Ssst, dari beberapa kakak-kakak pengurus Hima yang menyambut kita ada seorang cowok yang paling difavoritin teman-teman cewek yaitu kakak yang berambut gondrong. Buktinya banyak yang minta foto bareng sama dia. Hehe. Padahal nih ya dia bukan ketua HIMAnya.

Dari Udayana, kami menuju Puja Mandala untuk shalat zuhur. Btw, Puja Mandala itu nama lokasi tempat dimana 5 rumah ibadah terletak berdampingan. Hal ini menyiratkan bahwa di Bali toleransi beragama sangat terjaga. Aku paling mupeng sama bangunan vihara, bagus banget. Ada patung gajahnya juga. Sayang, waktu itu hujan lebat. Jadi kami nggak bisa berkunjung satu-satu ke tiap rumah ibadah (baca: foto-foto di depan bangunan).

Setelah kami kembali berwisata pantai. Kali ini tujuan kami adalah Pantai Tanjung Benoa. Ternyata, di sini adalah surga permainan pantai. Ada banana boat, jet ski, paralayang, fly fish, etc. Tak ada satu pun dari wahana air tersebut kuikuti, ngeri dan mahal.

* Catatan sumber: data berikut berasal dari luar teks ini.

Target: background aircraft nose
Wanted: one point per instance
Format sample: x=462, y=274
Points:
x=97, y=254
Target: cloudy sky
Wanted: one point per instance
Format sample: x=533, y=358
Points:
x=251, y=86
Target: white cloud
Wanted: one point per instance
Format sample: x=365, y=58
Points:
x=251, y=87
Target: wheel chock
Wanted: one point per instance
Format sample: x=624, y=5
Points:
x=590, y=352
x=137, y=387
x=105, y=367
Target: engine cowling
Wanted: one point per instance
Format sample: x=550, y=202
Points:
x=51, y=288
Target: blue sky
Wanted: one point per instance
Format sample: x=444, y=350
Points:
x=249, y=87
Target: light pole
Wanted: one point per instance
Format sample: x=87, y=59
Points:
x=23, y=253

Sebagai gantinya aku bersama beberapa teman naik kapal motor ke pulau penangkaran penyu. Seru sekali. Di tengah laut kami dikasih roti oleh abang-abang perahu. Awalnya kami bingung buat apa. Ternyata roti itu buat dikasih ke ikan-ikan yang persis di bawah kaki kami. Bagian tengah kapal sengaja dibuat transparan agar kami bisa melihat gerakan ikan lucu-lucu itu. Anggap saja akuarium laut.

Bli yang menyetir kapal motornya cuek banget, perahu pun dikemudikan dengan kencang hingga goyang-goyang. Seru juga sih, kami jadi punya alasan untuk berteriak. Haha. Hingga akhirnya tibalah kami di pulau yang dimaksud.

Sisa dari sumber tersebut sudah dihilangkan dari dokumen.